Une femme de 88 ans a été retrouvée morte samedi après-midi et son compagnon de 89 ans se trouvait toujours dans un état grave après l'effondrement "apocalyptique" selon un témoin, de leur immeuble du centre de Bordeaux soufflé samedi matin par une violente explosion, probablement due au gaz.

La préfecture de la Gironde a confirmé à l'AFP le décès de la victime activement recherchée depuis plusieurs heures par les pompiers, dans des conditions d'accès difficiles et dangereuses.

Les équipes de pompiers, guidées par leurs chiens, ont pu "localiser" peu avant 16h00 la dame de 88 ans qui ne présentait "pas de signe de vie", avait auparavant indiqué à la presse le lieutenant-colonel des pompiers de la Gironde Philippe Esselin, en précisant qu'elle n'a pu être extraite des amas de décombres à ce stade.

Une violente explosion - aux origines indéterminées mais qui pourrait être due au gaz - est survenue au matin dans un petit immeuble en pierre de taille du centre de Bordeaux.

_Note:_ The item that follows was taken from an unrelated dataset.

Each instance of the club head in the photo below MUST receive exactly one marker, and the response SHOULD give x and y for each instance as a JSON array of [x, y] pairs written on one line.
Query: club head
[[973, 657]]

Philippe, 50 ans, dont la fenêtre donne sur l'immeuble éventré, a raconté à l'AFP avoir "entendu un bruit assourdissant" de "fracas", mais qui ne ressemblait toutefois pas "une explosion" selon lui.

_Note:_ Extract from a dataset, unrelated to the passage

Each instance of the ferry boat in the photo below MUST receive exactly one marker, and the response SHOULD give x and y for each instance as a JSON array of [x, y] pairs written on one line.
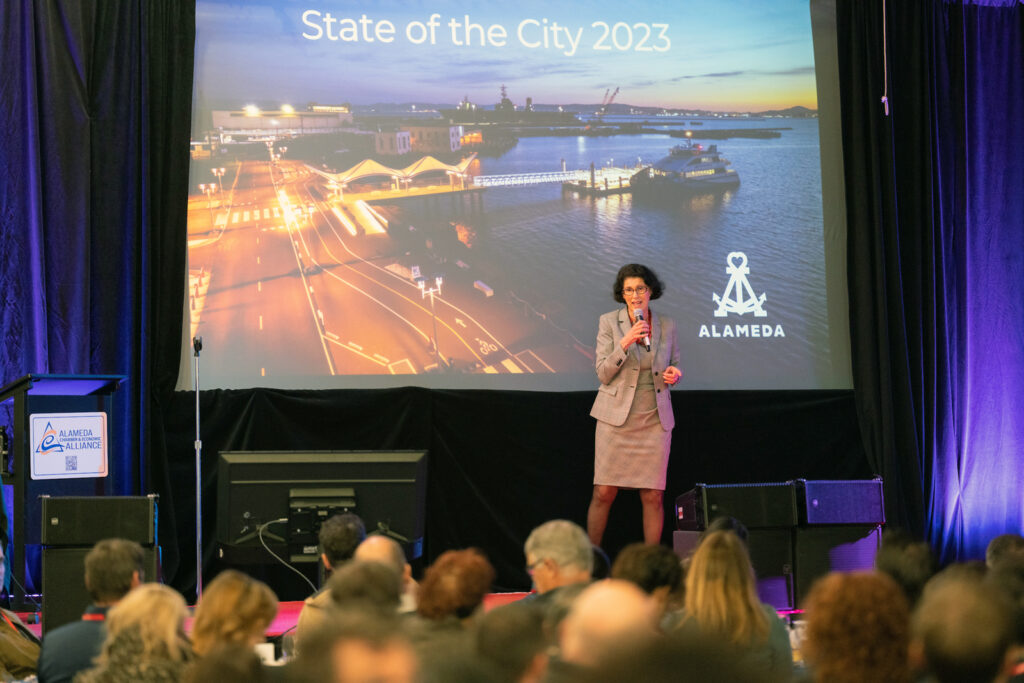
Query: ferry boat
[[688, 166]]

"J'ai ouvert la fenêtre et j'ai vu un spectacle apocalyptique : il y avait un homme en pyjama sur son lit, le regard hagard, le visage en sang qui appelait à l'aide. Il n'avait plus de toit sur la tête. Il est resté quelques minutes comme ça et il a perdu connaissance", a décrit le témoin.

Le bilan qui faisait état au départ de deux personnes disparues et de trois blessés a finalement évolué dans la matinée.

L'explosion entendue peu après 8H00 a littéralement soufflé ce bâtiment situé rue Borie, dans le quartier des Chartrons, qui comprend un parking automobile au rez-de-chaussée et deux étages partiellement habités.

Quelque 75 pompiers assistés de cinq équipes cynophiles et d'une unité de déblaiement et de consolidation, ont été dépêchés sur les lieux bouclés par un important périmètre de sécurité.

Sous l'effet du souffle, "les adresses adjacentes ont en partie été atteintes par l'explosion initiales avec des dégradations importantes", a précisé le lieutenant-colonel des pompiers.

Dans ce quartier central de petits immeubles anciens, plusieurs vitrines de commerce ont volé en éclat et des centaines de tuiles émiettées parsemaient la rue.

- "Un grand boum" -

Onze personnes, choquées, ont été évacuées des immeubles voisins et seront relogées par des proches ou se verront proposer des "solutions de relogement", selon le maire écologiste Pierre Hurmic.

Devant le centre d'accueil improvisé dans un bureau de poste, Lucie Perrouault, 21 ans, apprentie, qui se trouvait avec son petit ami au 64, juste à côté, a raconté: "Le verre de notre fenêtre a été soufflé sur nous, on a marché sur du verre et mon copain a été blessé. On est tous sortis dans la rue, les pompiers étaient là cinq minutes après l'explosion. La rue a été évacuée".

Mael, 38 ans, qui n'a pas été blessé, vit aussi au 64: "Je dormais et j'ai entendu un grand boum. Ma baie vitrée a explosé. Sur ma terrasse il y avait des débris de tuiles et le plafond de ma salle de bains est tombé. Je suis sorti et j'ai vu qu'un appartement avait été soufflé".

Les premières constatations suggèrent une explosion d'origine accidentelle due au gaz, qui a été coupé dans le secteur, selon les secours et la préfecture.

D'après l'opérateur Regaz, l'immeuble sinistré n'était "plus raccordé au gaz depuis avril 2013", mais sur place "des bouteilles de gaz ont été sorties" par les pompiers.

"On aurait pu avoir une catastrophe beaucoup plus grave dans un quartier dense comme les Chartrons où les rues sont très étroites", a souligné Delphine Balsa, la directrice de cabinet de la préfète.